Global green bond market will reach EUR2 trillion in three years, says NN Investment Partners
The global green bond market is set to grow to EUR 1 trillion by the end of 2021 and EUR2 trillion by the end of 2023, according to NN Investment Partners (NN IP).
NNIP says the current market is worth between EUR 662 and 672 billion, but warns that 15 per cent of today’s issues are from companies involved in controversial practices that contravene environmental standards.
Demand for green bonds has soared as investors seek to ‘greenify’ their portfolios, which has been matched by rising issuance among European companies.
NNIP expects this will see a further boost when the European Union introduces its Green Bond Standard in 2021, which it says is “likely to become the global standard for green bonds”.
The European Union also plans to set aside more than 30 per cent of its EUR 750 billion Covid-19 economic rescue package for projects that will be financed by green debt.
In the US, issuance is being driven by “large corporations seeking to demonstrate they are adopting more responsible and sustainable policies”, an attitude that NNIP says has been heightened by the Covid-19 crisis.
China is also expected to boost green bond issuance in line with its stated ambition to achieve carbon neutrality by 2060.
Bram Bos, lead portfolio manager of Green Bonds, at NN Investment Partners, comments: “Investors must do their homework and not blindly trust the green label. The projects financed by green bonds should deliver clear environmental benefits that can be assessed and quantified wherever possible.”
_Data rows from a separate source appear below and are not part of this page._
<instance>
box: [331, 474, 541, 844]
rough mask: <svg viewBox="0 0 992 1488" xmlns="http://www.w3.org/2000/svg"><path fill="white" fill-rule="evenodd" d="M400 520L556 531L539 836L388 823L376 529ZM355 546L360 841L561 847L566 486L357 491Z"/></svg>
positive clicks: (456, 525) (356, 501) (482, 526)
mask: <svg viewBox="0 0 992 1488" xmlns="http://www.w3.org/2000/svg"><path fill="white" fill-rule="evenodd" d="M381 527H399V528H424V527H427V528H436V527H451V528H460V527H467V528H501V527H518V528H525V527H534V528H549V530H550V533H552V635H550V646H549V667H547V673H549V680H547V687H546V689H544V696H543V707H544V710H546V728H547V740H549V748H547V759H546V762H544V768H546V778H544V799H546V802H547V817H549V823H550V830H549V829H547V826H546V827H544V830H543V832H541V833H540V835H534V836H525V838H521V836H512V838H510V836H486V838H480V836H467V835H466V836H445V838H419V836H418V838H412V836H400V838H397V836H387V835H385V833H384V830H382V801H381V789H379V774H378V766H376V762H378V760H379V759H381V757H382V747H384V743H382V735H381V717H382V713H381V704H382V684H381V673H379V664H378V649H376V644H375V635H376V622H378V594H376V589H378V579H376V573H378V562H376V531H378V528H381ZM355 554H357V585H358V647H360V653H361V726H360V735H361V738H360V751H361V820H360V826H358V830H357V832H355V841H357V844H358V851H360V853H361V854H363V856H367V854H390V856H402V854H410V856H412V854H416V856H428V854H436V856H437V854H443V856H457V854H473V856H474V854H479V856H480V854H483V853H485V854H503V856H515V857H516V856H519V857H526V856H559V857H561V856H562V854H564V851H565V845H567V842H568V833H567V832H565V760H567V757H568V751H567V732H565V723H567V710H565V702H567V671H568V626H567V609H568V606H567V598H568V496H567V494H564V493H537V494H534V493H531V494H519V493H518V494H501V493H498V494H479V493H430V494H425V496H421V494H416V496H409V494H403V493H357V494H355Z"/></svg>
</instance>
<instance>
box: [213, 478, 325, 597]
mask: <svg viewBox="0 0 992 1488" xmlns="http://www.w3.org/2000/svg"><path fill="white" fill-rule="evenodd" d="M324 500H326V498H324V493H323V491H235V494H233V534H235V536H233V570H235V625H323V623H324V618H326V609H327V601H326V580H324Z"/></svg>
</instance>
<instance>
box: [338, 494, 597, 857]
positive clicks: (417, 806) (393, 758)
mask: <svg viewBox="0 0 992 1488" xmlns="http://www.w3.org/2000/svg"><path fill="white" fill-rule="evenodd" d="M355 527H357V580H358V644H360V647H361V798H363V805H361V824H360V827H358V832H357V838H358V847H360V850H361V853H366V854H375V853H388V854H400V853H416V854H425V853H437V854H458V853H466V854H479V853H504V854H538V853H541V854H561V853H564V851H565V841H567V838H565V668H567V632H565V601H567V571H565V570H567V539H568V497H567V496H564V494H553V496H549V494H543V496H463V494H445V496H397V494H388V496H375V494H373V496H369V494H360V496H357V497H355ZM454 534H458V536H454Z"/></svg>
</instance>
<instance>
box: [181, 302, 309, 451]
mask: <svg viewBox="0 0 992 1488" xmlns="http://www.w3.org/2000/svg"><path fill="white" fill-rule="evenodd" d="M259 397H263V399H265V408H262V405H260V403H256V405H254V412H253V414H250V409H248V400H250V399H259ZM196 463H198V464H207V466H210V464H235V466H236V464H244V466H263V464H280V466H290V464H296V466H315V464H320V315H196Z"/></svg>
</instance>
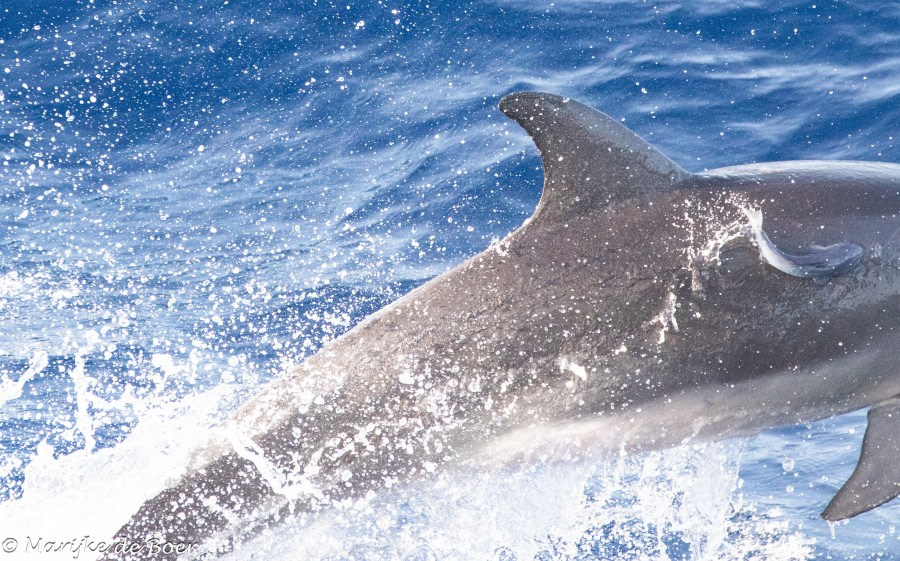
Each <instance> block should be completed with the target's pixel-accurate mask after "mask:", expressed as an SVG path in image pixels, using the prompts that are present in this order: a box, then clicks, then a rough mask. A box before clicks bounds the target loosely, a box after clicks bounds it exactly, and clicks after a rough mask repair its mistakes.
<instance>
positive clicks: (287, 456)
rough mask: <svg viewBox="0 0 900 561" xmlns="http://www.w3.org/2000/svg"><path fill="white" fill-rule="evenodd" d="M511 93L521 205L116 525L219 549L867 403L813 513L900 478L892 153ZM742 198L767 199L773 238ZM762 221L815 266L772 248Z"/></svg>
mask: <svg viewBox="0 0 900 561" xmlns="http://www.w3.org/2000/svg"><path fill="white" fill-rule="evenodd" d="M500 109H501V110H502V111H503V112H504V113H505V114H506V115H508V116H509V117H511V118H512V119H514V120H515V121H516V122H518V123H519V124H520V125H521V126H522V127H524V129H525V130H526V131H527V132H528V133H529V134H530V135H531V137H532V138H533V140H534V142H535V144H536V145H537V148H538V150H539V151H540V154H541V158H542V161H543V167H544V178H545V179H544V187H543V193H542V195H541V199H540V202H539V204H538V207H537V210H536V211H535V213H534V215H533V216H532V217H531V218H529V219H528V220H527V221H526V222H525V223H524V224H523V225H522V226H521V227H520V228H518V229H517V230H516V231H514V232H512V233H511V234H510V235H509V236H507V237H506V238H505V239H504V240H502V241H501V242H499V243H496V244H494V245H492V246H491V247H489V248H488V249H486V250H485V251H483V252H482V253H480V254H478V255H476V256H474V257H472V258H470V259H469V260H467V261H465V262H464V263H462V264H461V265H459V266H458V267H456V268H454V269H453V270H451V271H448V272H446V273H444V274H442V275H440V276H439V277H437V278H435V279H433V280H431V281H430V282H428V283H426V284H424V285H422V286H420V287H419V288H417V289H415V290H413V291H412V292H410V293H409V294H407V295H406V296H404V297H403V298H401V299H399V300H398V301H396V302H394V303H393V304H391V305H389V306H387V307H386V308H384V309H382V310H381V311H379V312H377V313H375V314H373V315H372V316H370V317H369V318H367V319H366V320H364V321H363V322H362V323H360V324H359V325H358V326H356V327H355V328H354V329H352V330H351V331H350V332H348V333H347V334H345V335H344V336H342V337H340V338H339V339H337V340H335V341H333V342H332V343H330V344H329V345H327V346H326V347H325V348H323V349H322V350H321V351H320V352H319V353H318V354H316V355H314V356H313V357H311V358H309V359H308V360H306V361H305V362H304V363H302V364H301V365H299V366H298V367H297V368H296V369H295V370H293V371H291V372H287V373H286V374H285V375H284V377H283V378H281V379H279V380H277V381H275V382H274V383H272V384H271V385H270V386H269V387H268V388H267V389H265V390H264V391H263V392H262V393H261V394H260V395H259V396H258V397H256V398H255V399H253V400H252V401H250V402H249V403H247V404H246V405H245V406H243V407H242V408H241V409H239V410H238V411H237V412H236V413H235V414H234V416H233V417H232V418H231V419H230V420H229V421H227V422H226V423H225V424H224V425H223V426H222V427H220V428H219V429H218V430H217V431H215V432H216V434H215V435H214V436H213V437H212V438H211V442H210V444H209V446H207V447H206V448H205V449H203V450H202V451H200V453H199V455H198V460H197V462H196V463H197V465H196V466H194V467H192V468H191V469H189V470H188V471H187V472H186V473H185V474H184V475H183V477H181V479H180V481H178V482H177V483H175V484H174V485H173V486H172V487H171V488H169V489H166V490H164V491H162V492H161V493H159V494H158V495H157V496H155V497H153V498H151V499H149V500H147V501H146V503H144V505H143V506H141V507H140V509H139V510H138V511H137V512H136V513H135V514H134V516H133V517H132V518H131V520H130V521H128V523H127V524H126V525H125V526H123V527H122V528H121V529H120V530H119V532H118V534H117V538H119V539H121V540H124V541H130V542H135V543H139V542H142V541H146V540H147V539H148V538H151V537H152V538H155V539H158V540H164V541H166V542H170V543H174V544H184V543H190V544H195V543H198V542H204V544H205V547H207V548H208V549H209V550H215V549H216V548H217V547H220V548H222V549H227V548H228V547H231V546H232V545H234V543H236V542H239V541H241V540H242V539H243V538H245V537H247V536H252V535H254V534H255V533H258V532H259V531H261V529H264V528H266V527H268V526H270V525H271V524H274V523H278V522H283V521H291V520H302V519H303V518H304V517H306V516H308V514H309V513H310V512H311V511H314V510H316V509H318V508H323V507H327V506H329V505H332V504H335V503H339V502H341V501H347V500H355V499H357V498H360V497H365V496H367V495H370V494H371V493H373V492H377V491H378V490H379V489H382V488H384V487H390V486H391V485H393V484H394V483H397V482H403V481H407V480H410V479H413V478H417V479H418V478H427V477H433V476H434V474H436V473H452V472H451V470H455V469H465V467H466V466H469V465H475V466H478V465H483V464H485V463H486V464H492V463H504V462H513V461H534V459H535V458H542V457H547V456H548V452H552V454H549V456H551V457H553V456H556V457H564V458H565V457H571V456H572V455H577V454H580V453H584V451H585V450H597V449H601V450H602V449H609V448H614V449H619V448H620V447H624V448H626V449H628V450H646V449H652V448H660V447H664V446H673V445H678V444H680V443H683V442H688V441H692V440H703V439H718V438H725V437H733V436H741V435H752V434H755V433H757V432H759V431H761V430H764V429H767V428H771V427H775V426H778V425H784V424H788V423H799V422H810V421H814V420H817V419H822V418H825V417H830V416H833V415H839V414H842V413H845V412H849V411H853V410H856V409H860V408H864V407H870V406H871V409H870V411H869V425H868V428H867V430H866V434H865V440H864V444H863V447H862V454H861V456H860V460H859V465H858V466H857V468H856V471H855V472H854V474H853V476H852V477H851V478H850V480H849V481H848V482H847V483H846V484H845V485H844V486H843V488H841V490H840V491H839V492H838V493H837V495H836V496H835V497H834V500H832V501H831V503H830V504H829V505H828V507H827V508H826V509H825V511H824V512H823V516H824V517H825V518H827V519H829V520H839V519H843V518H848V517H852V516H855V515H857V514H859V513H861V512H864V511H866V510H869V509H872V508H874V507H876V506H878V505H880V504H882V503H884V502H886V501H889V500H891V499H892V498H894V497H895V496H897V495H898V494H900V437H898V436H897V435H900V397H898V396H900V367H898V361H897V356H898V350H900V348H898V347H900V336H898V335H900V166H898V165H894V164H883V163H865V162H829V161H798V162H781V163H769V164H751V165H743V166H736V167H727V168H722V169H717V170H713V171H705V172H701V173H688V172H686V171H685V170H683V169H682V168H681V167H679V166H678V165H676V164H675V163H674V162H672V161H671V160H669V159H668V158H667V157H665V156H664V155H663V154H661V153H660V152H658V151H657V150H656V149H654V148H653V147H651V146H650V145H649V144H647V143H646V142H644V141H643V140H641V139H640V138H638V137H637V136H636V135H635V134H633V133H632V132H630V131H629V130H627V129H626V128H625V127H623V126H622V125H620V124H619V123H617V122H615V121H614V120H613V119H611V118H609V117H607V116H606V115H604V114H602V113H600V112H598V111H595V110H593V109H591V108H589V107H587V106H585V105H582V104H580V103H578V102H576V101H572V100H569V99H566V98H562V97H558V96H555V95H550V94H544V93H516V94H512V95H509V96H507V97H505V98H503V100H502V101H501V102H500ZM748 209H749V210H750V211H751V213H752V212H753V211H759V212H762V213H764V215H765V217H766V232H765V233H764V237H763V236H756V235H754V234H753V230H752V228H753V226H754V225H753V224H749V223H748V220H747V216H746V215H745V211H746V210H748ZM758 226H759V228H760V231H762V230H761V228H762V224H761V223H760V224H759V225H758ZM766 244H768V245H771V246H772V247H774V246H775V244H777V247H778V248H780V251H779V255H780V259H781V260H782V262H783V264H784V265H785V267H787V268H788V269H789V270H793V271H795V272H796V271H805V272H806V273H809V274H804V275H800V277H803V276H809V277H812V280H811V279H810V278H800V277H798V276H796V275H793V274H785V273H784V272H782V271H781V270H778V269H776V268H774V267H772V266H771V265H770V264H769V263H766V262H762V261H761V260H760V258H759V256H760V251H761V250H762V251H764V252H765V251H771V248H768V249H767V247H766ZM820 244H831V245H835V244H838V245H837V247H839V248H843V249H841V251H836V250H834V249H833V248H832V250H821V249H820V250H815V249H812V250H811V249H810V248H813V247H814V246H818V245H820ZM760 246H763V247H760ZM853 248H859V250H858V254H857V253H855V252H856V250H855V249H853ZM816 251H825V252H826V253H828V254H829V255H831V254H835V255H836V257H834V258H833V259H831V261H829V262H828V263H825V264H824V265H823V264H822V263H821V260H818V264H817V265H816V266H817V267H819V269H817V270H816V271H814V272H813V271H812V270H811V269H809V268H808V267H810V266H811V265H810V263H807V262H803V261H802V260H800V259H798V258H797V255H803V254H810V253H816ZM829 263H830V264H829ZM815 279H819V280H821V281H822V282H814V280H815ZM162 556H164V555H162ZM108 557H109V558H135V559H137V558H140V557H141V554H140V553H138V554H134V555H130V554H128V553H127V552H126V553H121V552H120V553H109V555H108ZM169 557H174V554H171V555H169Z"/></svg>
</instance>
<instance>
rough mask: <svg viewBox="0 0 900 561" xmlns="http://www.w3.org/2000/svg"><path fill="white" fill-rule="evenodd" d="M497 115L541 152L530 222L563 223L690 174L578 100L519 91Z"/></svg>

“Unfortunately, companies can issue green bonds without having any intention of addressing their own core sustainability issues. A thorough evaluation of a company’s activities, future plans and intention to improve business practices is needed. At NN IP we seek more transparency through engagement so we can ensure we do not invest in bonds or companies that are not as green in reality as they might appear to be.”
Analysis by NN IP also shows that investors can usually expect strong performance from green bonds versus their traditional peers. For example, the Bloomberg Barclays MSCI Euro Green Bond Index delivered an annual return of 3.2 per cent between January 2016 and August 2020, which was 70 basis points higher than the Bloomberg Barclays MSCI Euro Aggregate Index. Since 2015, green bonds have outperformed in every year except for 2017.
Bos adds: “There is increasing proof that green bonds give investors opportunities to support the environment and secure higher returns. Truly green bond portfolios exclude dirty issuers with stranded assets and finance companies that are more innovative and forward looking while being protected against climate and ESG risk.”